“
Сургурия не уберегла от разбойников своих богатств. Войско самого сеньора проиграло стычку и бежало, поджав хвост. Одна за другой деревни доставались победителям, и крестьяне запомнили этот год надолго. Нера-Пряха пряла удачу, словно извиняясь за Рогатую Бухту. Или это дух Хоны хранил островитян с особым рвением.
Дельфине хотелось напиться до бесчувствия. Мироздание металось в агонии: ее вера в Острова, ее привязанность к обоим братьям. Знать, что один предал другого, а другой предал всех, было так же больно, как самой в себя вонзить меч. Зимой она обнаружит, что боль можно не утопить, но заморозить в ледяной воде. А пока ее, как и Море, никто не утешал. Всю жизнь и тогда тоже Дельфина говорила себе, что не ей хуже всех, — значит, нечего и жаловаться.
Девочка Нела быстро признала Дельфину матерью и не отходила от нее. О своей настоящей матери малышка не спрашивала, успела надежно забыть регинский язык и прежнюю жизнь. У Нелы были особенности, что останутся с ней навсегда: она могла бесконечно есть и боялась Моря. Она легко освоилась на корабле, без единого шлепка усвоила, что перегибаться через борт запрещено, и уплетала за обе щеки, сколько бы Море ни качало. Видно, успела наголодаться за свои два-три года жизни. Но на берегу малышка шарахалась от прибоя, как от своры собак, в ужасе жалась к Дельфине. Это было что-то большее, чем страх утонуть. Взращенный поколениями, внушенный матерью инстинкт: Море — обитель зла. Ее деревушку от воды отделяла сотня шагов, наверняка, ее отец и дед промышляли рыбной ловлей. Но никогда не шли в волны доверчиво. “Это то, что защищает нас от регинцев, — думала Дельфина. — Их страх”.
Люди Побережья едва ориентируются в открытом Море и не знают путей к дальним землям, многие не умеют плавать, не переносят качку. Их легенды полны россказней о змеях из глубин, чудовищных спрутах и прочих слугах Алтимара. Их корабли жмутся к берегу, как слепые щенки к суке. Дельфину не удивляло, что Море жестоко к непривычному, удивляло другое — за века регинцы так и не помирились с ним. Даже те, что возят грузы на слабых судах, — они покоряют водный простор, словно врага, иногда проигрывают, иногда побеждают. Не почитают, не понимают, не любят Море. Жрица представляла, как матушка Нелы вбивала в ее детскую головку: держаться подальше от воды, чтобы не утащила ведьма Арида.
Дельфина не принуждала девочку силой, шла в волны сама, гладила пену, словно пушистых зверят.
— Видишь, — говорила она Неле, — вода рада мне.
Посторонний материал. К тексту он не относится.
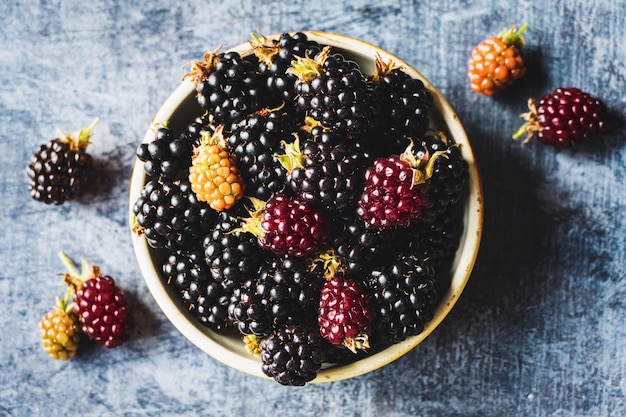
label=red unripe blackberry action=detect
[513,87,607,148]
[235,194,326,257]
[60,253,130,348]
[317,275,374,353]
[261,326,324,386]
[26,119,98,204]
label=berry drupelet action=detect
[513,87,607,149]
[60,252,130,348]
[226,109,294,200]
[137,126,192,181]
[26,118,98,205]
[288,46,380,138]
[261,326,324,386]
[163,250,230,333]
[467,24,528,96]
[39,291,80,360]
[133,180,216,250]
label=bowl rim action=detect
[129,31,484,383]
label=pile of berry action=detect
[133,33,468,385]
[39,252,130,360]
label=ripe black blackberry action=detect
[228,256,323,336]
[184,49,268,127]
[369,56,433,156]
[289,46,380,139]
[367,252,437,346]
[26,119,98,205]
[163,250,230,333]
[253,32,320,120]
[137,126,193,181]
[396,204,463,272]
[261,326,324,386]
[133,180,216,250]
[328,211,398,275]
[203,206,267,291]
[413,133,469,218]
[279,132,365,211]
[226,109,294,200]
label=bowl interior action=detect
[129,32,483,382]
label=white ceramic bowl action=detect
[129,32,483,382]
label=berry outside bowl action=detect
[129,32,483,383]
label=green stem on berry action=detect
[513,98,541,145]
[200,125,226,149]
[59,251,100,292]
[183,45,222,85]
[287,46,331,82]
[243,334,261,357]
[498,23,528,49]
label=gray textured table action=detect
[0,0,626,417]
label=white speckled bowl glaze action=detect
[129,32,483,382]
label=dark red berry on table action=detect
[318,275,374,353]
[261,326,324,386]
[60,252,130,348]
[26,118,98,205]
[288,46,380,139]
[357,143,445,229]
[235,194,326,257]
[513,87,607,149]
[467,24,528,96]
[39,291,80,360]
[136,126,193,181]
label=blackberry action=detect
[253,32,320,120]
[513,87,607,149]
[26,119,98,205]
[203,206,266,289]
[226,109,294,200]
[279,133,365,211]
[184,49,268,127]
[289,46,380,140]
[133,180,216,250]
[261,326,324,386]
[163,250,230,333]
[369,56,433,156]
[367,253,437,345]
[136,126,192,181]
[228,256,322,336]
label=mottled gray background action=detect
[0,0,626,417]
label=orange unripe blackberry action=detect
[39,293,80,360]
[189,127,244,211]
[467,24,528,96]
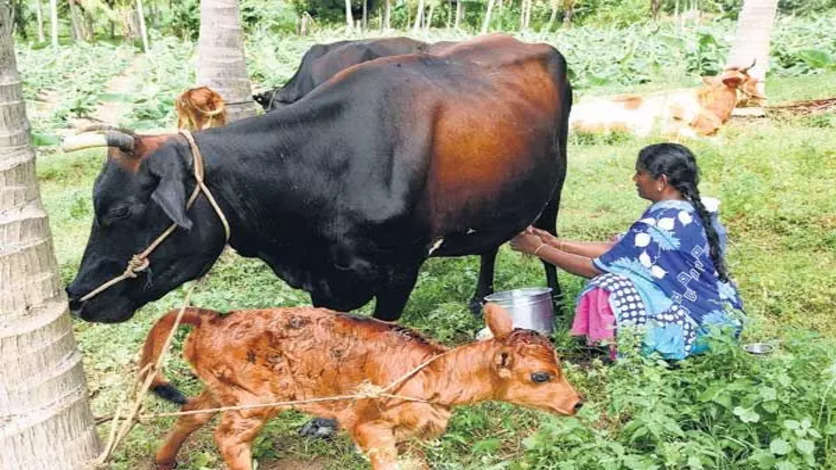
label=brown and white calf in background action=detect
[569,64,763,137]
[140,304,582,470]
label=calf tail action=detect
[139,307,209,405]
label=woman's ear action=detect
[485,302,514,339]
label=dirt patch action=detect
[258,457,328,470]
[766,98,836,116]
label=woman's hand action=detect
[511,227,545,254]
[526,227,563,250]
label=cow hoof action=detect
[467,297,485,318]
[299,418,339,439]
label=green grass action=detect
[24,24,836,470]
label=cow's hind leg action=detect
[468,248,499,317]
[534,193,565,314]
[215,410,270,470]
[154,390,218,468]
[351,421,399,470]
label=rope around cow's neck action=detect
[81,130,230,302]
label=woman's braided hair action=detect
[638,143,729,282]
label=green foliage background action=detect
[11,0,836,470]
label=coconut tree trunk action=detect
[35,0,46,42]
[0,0,99,470]
[563,0,575,28]
[412,0,424,33]
[424,2,435,31]
[726,0,778,105]
[546,0,557,32]
[363,0,369,31]
[136,0,148,54]
[49,0,58,48]
[342,0,354,29]
[482,0,495,34]
[197,0,255,122]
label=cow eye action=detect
[531,372,552,384]
[107,206,131,220]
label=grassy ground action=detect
[24,28,836,470]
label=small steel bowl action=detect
[743,343,775,356]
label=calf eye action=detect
[531,372,552,384]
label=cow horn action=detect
[61,131,134,152]
[740,57,758,73]
[76,124,136,135]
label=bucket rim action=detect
[485,287,552,302]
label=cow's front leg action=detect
[351,421,398,470]
[468,248,499,317]
[373,263,420,321]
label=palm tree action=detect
[0,0,99,470]
[345,0,354,29]
[197,0,255,122]
[726,0,778,104]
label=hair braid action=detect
[675,183,729,282]
[637,143,729,282]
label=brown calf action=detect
[141,304,581,470]
[569,64,763,137]
[174,86,226,131]
[63,86,226,164]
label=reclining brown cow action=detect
[569,64,763,137]
[141,304,582,470]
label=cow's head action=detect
[65,130,224,322]
[703,62,766,99]
[485,303,583,415]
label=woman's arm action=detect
[531,228,615,258]
[511,232,601,277]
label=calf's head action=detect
[67,136,224,322]
[485,303,583,415]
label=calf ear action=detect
[149,147,192,230]
[702,77,717,86]
[723,72,743,88]
[485,303,514,339]
[493,348,514,379]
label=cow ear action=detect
[702,77,717,86]
[149,147,192,230]
[485,303,514,339]
[493,348,514,379]
[722,72,743,88]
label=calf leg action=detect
[351,421,398,470]
[154,390,218,468]
[468,248,499,316]
[215,411,270,470]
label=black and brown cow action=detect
[67,35,571,322]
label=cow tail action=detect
[139,307,208,405]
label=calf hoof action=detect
[299,418,339,439]
[467,297,485,318]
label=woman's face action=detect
[633,162,662,202]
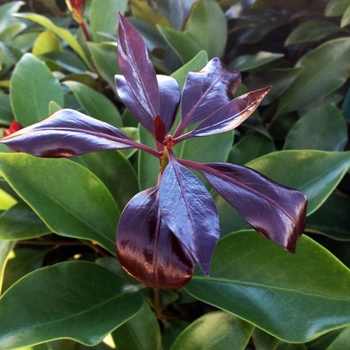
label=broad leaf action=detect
[0,153,119,254]
[184,162,307,253]
[1,109,144,158]
[174,58,241,138]
[171,311,254,350]
[0,261,143,350]
[0,201,51,240]
[159,157,220,275]
[181,87,271,138]
[185,231,350,342]
[277,38,350,115]
[117,187,194,289]
[10,53,63,126]
[112,303,161,350]
[283,104,348,151]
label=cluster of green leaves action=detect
[0,0,350,350]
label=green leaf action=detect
[0,201,51,240]
[171,311,254,350]
[283,104,348,151]
[284,20,342,46]
[63,81,122,127]
[3,248,47,292]
[325,0,350,17]
[79,151,139,211]
[157,25,201,64]
[185,0,227,58]
[0,153,119,254]
[87,42,120,92]
[0,241,16,292]
[229,51,284,72]
[185,231,350,342]
[276,38,350,115]
[112,303,161,350]
[228,132,276,165]
[10,53,63,126]
[0,261,143,350]
[247,150,350,215]
[89,0,128,42]
[306,193,350,240]
[15,13,92,70]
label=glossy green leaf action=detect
[306,193,350,240]
[247,150,350,215]
[228,132,276,165]
[171,311,254,350]
[185,0,227,58]
[0,261,143,350]
[63,81,122,127]
[229,51,284,72]
[185,231,350,342]
[89,0,128,43]
[0,241,16,293]
[10,53,63,126]
[283,104,348,152]
[325,0,350,17]
[277,38,350,115]
[0,153,119,254]
[340,4,350,28]
[3,248,46,292]
[0,201,51,240]
[112,303,161,350]
[88,42,120,91]
[157,26,201,64]
[284,20,342,46]
[16,13,91,69]
[80,151,139,211]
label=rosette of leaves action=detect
[1,14,307,289]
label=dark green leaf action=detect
[0,201,51,240]
[171,311,254,350]
[112,303,161,350]
[0,153,119,254]
[10,53,63,126]
[0,261,143,350]
[185,231,350,342]
[283,104,348,152]
[277,38,350,115]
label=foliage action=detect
[0,0,350,350]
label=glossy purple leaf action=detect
[174,58,241,137]
[117,187,194,289]
[178,87,271,140]
[1,109,148,158]
[159,152,220,276]
[181,160,307,253]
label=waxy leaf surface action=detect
[159,159,220,275]
[0,261,143,350]
[117,187,194,289]
[1,109,139,158]
[174,58,241,137]
[189,163,307,253]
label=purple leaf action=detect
[1,109,146,158]
[177,87,271,142]
[117,187,194,289]
[116,13,159,133]
[185,160,307,253]
[159,152,220,276]
[174,58,241,138]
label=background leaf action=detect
[0,153,119,254]
[171,311,254,350]
[0,261,142,350]
[185,231,350,342]
[10,53,63,126]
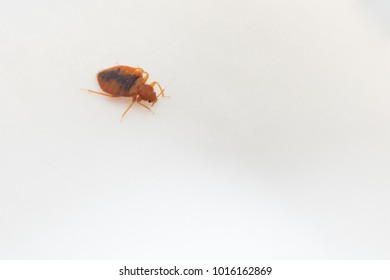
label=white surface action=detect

Тебе рассказывали, что Море полно зла, а оно подобно человеку: не хорошее, и не плохое, великодушное и ласковое, и способное на ужасные поступки. Если разыграется шторм, оно может меня убить. Разве стану я его за это ненавидеть?
Мокрой рукой Дельфина терла лицо, и по нему вместо слез катились соленые капли. Может быть ей слишком легко судить? Не то, что родственникам погибших. Ей даже родные братья не были так близки, как Теор, и она только малышке могла признаться:
— Я должна буду убить его, если встречу. Я перестану быть дочерью Островов, если откажусь это сделать. Я никогда не возненавижу его, не перестану по нему тосковать, даже, если убью…
Минули пресловутые пару месяцев и больше. Ану стало выворачивать два раза в день, а не двадцать. Когда “Змея” вместе с Дельфиной вернулась на Острова, тощая, как жердь Ана, казалась спрятавшейся за свой живот. Дэльфа получила в подарок от матери сестренку Нелу и не удивилась. На Острове Леса девочке внушали правильный образ мыслей и уже объяснили: нет разницы между сестрами, с которыми она растет, и теми, кого родит ее матушка. А братья названые от кровных отличаются лишь одним — за последних она, когда вырастет, не сможет выйти замуж.
Одна мысль не давала Дельфине покоя. Сомнение мешалось с любопытством, подозрение со страхом
— Судьбу Наэва определит Большой Совет, — сказала она. — Перед всеми. Почему… такое в первый раз?
Дельфине упорно казалось, что за всю историю мироздания Большой Совет впервые кого-то
— Аквин, как обычно Совет поступает с виновными? Я не верю, что прежде никто не нарушал законы!